Dans l'affaire T 1063/18, la chambre, siégeant dans une composition élargie à trois membres techniciens et deux membres juristes, a estimé que la règle 28(2) CBE (cf. JO 2017, A56) était contraire à l'art. 53 b) CBE, tel qu'interprété par la Grande Chambre de recours dans les décisions G 2/12 et G 2/13. La chambre a renvoyé à l'art. 164(2) CBE, selon lequel les dispositions de la Convention prévalent en cas de divergence avec celles du règlement d'exécution et a décidé d'annuler la décision contestée et de renvoyer l'affaire à la division d'examen afin qu'elle poursuive la procédure.
La chambre n'a vu aucune raison de s'écarter des décisions G 2/12 et G 2/13. L'interprétation de la Directive "Biotechnologie" (98/44/CE) telle qu'exposée dans l'avis de la Commission européenne concernant certains articles de ladite Directive n'avait pas été confirmée de manière contraignante sur le plan juridique et ne pouvait donc pas être considérée comme un développement pertinent. S'agissant de déterminer si une interprétation de l'art. 53b) CBE différente de celle donnée dans les décisions G 2/12 et G 2/13 s'imposait au regard de l'art. 31(3)a) de la Convention de Vienne sur le droit des traités, la chambre a conclu que ni la décision du Conseil d'administration d'adopter la règle 28(2) CBE ni l'avis de la Commission européenne ne pouvaient être considérés comme un accord ultérieur intervenu entre les parties au sens de la Convention de Vienne.

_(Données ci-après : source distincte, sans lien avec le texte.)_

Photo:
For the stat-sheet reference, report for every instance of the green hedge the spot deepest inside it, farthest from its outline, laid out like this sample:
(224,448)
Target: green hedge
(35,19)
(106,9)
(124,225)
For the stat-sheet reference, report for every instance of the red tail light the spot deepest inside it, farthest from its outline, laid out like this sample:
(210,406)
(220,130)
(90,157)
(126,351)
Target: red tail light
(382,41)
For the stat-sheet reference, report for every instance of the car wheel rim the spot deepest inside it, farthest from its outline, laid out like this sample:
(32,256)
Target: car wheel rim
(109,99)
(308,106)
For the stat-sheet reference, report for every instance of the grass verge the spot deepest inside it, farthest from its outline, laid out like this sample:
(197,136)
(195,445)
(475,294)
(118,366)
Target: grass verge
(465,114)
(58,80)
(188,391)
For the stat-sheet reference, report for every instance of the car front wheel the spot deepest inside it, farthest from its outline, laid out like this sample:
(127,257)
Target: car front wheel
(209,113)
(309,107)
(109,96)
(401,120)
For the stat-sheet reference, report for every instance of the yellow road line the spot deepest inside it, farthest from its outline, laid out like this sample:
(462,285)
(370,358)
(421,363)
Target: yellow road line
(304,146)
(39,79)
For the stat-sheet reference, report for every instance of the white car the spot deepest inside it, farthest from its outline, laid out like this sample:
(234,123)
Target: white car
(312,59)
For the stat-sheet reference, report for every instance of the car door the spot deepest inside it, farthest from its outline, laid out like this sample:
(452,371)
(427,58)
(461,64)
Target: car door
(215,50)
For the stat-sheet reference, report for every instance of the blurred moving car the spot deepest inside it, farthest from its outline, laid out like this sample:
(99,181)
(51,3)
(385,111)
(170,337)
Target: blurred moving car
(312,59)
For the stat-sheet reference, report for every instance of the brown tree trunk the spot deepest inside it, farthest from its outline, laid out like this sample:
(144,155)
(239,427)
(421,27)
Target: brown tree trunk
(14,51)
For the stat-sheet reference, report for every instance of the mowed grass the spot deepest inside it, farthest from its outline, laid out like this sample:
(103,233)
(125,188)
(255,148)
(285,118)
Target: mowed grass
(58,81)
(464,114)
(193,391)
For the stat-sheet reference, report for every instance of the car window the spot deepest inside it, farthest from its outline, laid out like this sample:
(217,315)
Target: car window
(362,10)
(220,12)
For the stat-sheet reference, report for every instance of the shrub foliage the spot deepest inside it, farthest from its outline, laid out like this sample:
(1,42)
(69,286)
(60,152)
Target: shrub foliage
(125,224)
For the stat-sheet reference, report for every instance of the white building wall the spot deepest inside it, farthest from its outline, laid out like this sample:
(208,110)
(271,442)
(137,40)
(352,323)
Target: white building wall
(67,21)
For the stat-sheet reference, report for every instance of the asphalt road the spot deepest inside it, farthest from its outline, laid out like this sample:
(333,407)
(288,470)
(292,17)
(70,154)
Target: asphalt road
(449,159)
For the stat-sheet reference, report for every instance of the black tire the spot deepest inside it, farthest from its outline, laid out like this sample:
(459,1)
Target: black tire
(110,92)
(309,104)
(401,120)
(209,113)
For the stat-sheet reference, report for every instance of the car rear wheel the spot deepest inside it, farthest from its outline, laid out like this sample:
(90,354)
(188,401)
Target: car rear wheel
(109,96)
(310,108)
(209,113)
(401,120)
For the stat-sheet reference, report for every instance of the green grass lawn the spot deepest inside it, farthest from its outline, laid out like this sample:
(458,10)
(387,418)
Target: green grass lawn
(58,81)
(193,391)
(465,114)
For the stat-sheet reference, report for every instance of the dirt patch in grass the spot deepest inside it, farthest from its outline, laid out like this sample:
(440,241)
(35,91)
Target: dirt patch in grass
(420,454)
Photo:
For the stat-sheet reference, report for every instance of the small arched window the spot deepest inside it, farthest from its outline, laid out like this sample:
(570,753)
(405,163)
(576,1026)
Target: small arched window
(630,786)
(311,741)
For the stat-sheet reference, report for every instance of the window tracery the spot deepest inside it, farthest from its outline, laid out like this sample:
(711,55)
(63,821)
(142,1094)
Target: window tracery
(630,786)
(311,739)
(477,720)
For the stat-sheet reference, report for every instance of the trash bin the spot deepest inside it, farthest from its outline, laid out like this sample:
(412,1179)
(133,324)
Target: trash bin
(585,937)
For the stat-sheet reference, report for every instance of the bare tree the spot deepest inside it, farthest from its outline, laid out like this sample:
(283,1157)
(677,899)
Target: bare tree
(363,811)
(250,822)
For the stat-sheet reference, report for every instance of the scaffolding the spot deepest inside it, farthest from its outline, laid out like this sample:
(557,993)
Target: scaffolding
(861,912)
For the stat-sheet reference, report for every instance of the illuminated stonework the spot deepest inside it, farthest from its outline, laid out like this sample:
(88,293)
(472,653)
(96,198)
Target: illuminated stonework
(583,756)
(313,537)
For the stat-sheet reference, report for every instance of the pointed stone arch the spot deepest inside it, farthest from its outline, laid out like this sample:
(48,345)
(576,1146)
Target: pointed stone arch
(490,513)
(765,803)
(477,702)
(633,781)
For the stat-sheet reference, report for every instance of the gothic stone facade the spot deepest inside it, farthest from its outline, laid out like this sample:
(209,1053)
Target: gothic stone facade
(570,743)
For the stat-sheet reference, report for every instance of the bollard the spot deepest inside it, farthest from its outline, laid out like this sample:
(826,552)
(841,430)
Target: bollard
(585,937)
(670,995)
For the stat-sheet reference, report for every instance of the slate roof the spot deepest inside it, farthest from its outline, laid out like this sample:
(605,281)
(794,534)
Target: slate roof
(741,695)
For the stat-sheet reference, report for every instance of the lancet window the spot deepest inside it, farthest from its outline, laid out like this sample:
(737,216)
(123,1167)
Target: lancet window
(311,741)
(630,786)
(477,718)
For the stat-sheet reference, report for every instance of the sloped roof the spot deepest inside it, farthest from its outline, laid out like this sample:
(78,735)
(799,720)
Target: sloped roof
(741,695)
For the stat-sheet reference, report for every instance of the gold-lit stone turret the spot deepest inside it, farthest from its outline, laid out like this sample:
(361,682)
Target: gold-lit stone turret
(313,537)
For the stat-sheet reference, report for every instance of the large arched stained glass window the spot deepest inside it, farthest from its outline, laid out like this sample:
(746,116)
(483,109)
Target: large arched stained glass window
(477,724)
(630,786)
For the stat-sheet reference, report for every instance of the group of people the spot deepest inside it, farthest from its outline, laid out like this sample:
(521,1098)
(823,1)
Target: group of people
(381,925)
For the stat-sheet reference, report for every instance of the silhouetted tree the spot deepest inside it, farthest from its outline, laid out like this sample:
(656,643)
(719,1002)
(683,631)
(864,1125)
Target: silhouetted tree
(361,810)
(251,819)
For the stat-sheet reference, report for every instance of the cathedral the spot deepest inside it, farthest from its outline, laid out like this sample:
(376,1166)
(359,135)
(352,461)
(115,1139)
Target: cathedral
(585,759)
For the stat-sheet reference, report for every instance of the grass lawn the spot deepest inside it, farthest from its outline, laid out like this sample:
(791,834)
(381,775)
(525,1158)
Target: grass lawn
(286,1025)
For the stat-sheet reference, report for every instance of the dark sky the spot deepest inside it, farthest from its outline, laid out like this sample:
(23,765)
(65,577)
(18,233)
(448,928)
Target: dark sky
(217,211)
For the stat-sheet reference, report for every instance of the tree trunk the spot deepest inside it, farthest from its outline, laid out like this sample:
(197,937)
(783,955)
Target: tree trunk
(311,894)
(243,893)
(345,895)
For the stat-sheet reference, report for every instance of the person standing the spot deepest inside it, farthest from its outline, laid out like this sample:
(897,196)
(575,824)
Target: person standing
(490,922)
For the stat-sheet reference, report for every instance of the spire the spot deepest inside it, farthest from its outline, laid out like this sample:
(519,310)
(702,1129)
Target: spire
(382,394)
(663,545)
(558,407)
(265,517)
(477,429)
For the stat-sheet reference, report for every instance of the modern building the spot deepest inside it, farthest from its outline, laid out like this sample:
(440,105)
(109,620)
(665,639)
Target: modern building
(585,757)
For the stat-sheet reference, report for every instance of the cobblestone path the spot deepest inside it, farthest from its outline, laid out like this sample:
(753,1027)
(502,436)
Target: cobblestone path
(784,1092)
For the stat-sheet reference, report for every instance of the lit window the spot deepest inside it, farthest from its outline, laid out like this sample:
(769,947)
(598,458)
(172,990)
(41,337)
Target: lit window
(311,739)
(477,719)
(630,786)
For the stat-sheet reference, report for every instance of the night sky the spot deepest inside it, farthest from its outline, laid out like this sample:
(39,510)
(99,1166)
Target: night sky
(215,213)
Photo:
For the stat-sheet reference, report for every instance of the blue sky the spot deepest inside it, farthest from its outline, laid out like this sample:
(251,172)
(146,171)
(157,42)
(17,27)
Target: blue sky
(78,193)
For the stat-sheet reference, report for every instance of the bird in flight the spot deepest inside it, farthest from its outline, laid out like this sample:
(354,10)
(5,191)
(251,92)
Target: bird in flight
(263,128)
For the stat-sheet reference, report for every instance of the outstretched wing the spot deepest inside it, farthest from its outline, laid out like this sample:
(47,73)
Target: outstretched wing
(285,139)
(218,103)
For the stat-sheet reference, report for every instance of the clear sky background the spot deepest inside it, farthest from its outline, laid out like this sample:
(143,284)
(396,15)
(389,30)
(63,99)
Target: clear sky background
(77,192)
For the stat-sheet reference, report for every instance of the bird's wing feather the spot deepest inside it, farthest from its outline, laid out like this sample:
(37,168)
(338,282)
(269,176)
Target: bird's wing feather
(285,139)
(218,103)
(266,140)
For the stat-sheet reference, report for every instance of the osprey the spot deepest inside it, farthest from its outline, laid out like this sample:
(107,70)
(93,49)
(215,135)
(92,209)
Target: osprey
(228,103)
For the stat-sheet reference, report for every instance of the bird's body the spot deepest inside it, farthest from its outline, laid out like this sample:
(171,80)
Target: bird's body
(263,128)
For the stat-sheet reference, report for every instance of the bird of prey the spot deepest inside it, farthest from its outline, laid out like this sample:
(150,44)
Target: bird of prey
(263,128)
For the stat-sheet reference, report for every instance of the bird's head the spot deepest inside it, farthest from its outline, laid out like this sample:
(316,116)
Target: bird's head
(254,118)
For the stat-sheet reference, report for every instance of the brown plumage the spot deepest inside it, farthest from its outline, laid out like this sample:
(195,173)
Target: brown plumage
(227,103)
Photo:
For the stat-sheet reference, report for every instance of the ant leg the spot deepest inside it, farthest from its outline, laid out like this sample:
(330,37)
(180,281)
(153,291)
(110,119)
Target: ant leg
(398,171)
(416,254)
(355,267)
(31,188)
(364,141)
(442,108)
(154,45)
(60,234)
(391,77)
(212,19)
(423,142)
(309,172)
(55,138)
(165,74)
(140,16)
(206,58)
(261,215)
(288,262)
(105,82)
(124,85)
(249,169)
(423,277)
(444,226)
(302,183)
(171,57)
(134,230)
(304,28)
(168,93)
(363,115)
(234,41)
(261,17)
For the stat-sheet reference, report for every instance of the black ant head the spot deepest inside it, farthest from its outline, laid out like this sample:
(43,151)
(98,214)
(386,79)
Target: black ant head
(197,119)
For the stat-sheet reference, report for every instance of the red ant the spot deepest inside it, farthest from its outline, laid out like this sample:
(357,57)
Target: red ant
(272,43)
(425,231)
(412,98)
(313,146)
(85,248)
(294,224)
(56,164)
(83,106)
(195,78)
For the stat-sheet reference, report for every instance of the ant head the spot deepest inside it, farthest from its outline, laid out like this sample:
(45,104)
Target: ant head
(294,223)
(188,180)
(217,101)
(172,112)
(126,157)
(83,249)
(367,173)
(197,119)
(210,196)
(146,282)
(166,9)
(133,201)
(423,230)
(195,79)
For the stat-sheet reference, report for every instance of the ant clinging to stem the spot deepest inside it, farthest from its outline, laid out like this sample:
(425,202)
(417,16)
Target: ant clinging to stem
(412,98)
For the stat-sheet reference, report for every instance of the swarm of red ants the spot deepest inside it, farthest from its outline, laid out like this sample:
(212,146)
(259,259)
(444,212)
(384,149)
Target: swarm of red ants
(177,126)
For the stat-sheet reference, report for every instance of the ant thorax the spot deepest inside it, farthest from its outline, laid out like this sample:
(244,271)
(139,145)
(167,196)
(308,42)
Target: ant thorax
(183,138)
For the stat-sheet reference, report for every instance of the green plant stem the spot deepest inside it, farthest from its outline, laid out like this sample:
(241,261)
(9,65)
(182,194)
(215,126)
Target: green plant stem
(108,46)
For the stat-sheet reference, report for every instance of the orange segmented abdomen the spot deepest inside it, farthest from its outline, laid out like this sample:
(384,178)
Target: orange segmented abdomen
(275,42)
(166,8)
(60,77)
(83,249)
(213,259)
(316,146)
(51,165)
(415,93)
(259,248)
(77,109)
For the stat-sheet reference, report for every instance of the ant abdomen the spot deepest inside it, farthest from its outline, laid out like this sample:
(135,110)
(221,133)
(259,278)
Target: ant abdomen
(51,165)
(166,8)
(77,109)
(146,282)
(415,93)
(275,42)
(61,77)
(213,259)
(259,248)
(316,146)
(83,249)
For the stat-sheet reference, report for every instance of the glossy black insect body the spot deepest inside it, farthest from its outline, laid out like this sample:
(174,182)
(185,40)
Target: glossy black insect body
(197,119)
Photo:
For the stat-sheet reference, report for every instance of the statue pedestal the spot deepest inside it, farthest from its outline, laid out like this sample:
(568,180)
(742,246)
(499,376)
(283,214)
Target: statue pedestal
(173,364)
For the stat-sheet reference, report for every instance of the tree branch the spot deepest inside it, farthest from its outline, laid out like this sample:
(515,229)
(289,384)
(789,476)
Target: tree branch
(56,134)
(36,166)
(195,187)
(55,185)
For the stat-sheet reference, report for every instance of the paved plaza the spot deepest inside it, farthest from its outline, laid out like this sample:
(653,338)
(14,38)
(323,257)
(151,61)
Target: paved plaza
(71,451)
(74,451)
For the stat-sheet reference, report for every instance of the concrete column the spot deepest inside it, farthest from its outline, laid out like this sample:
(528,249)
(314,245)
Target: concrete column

Le 4 avril 2019 le Président de l'Office européen des brevets a saisi la Grande Chambre de Recours de questions de droit sur l’interprétation de l'art. 164(2) CBE et l'appréciation de la règle 28(2) CBE à lumière dudit article. Les questions suivantes ont été soumises à la Grande Chambre de recours au titre de l'art. 112(1)b) CBE :
1. Eu égard à l'art. 164(2) CBE, la signification et la portée de l'art. 53 CBE peuvent-elles être clarifiées dans le règlement d'exécution de la CBE sans que cette clarification soit limitée a priori par l'interprétation dudit article donnée dans une décision antérieure des chambres de recours ou de la Grande Chambre de recours ?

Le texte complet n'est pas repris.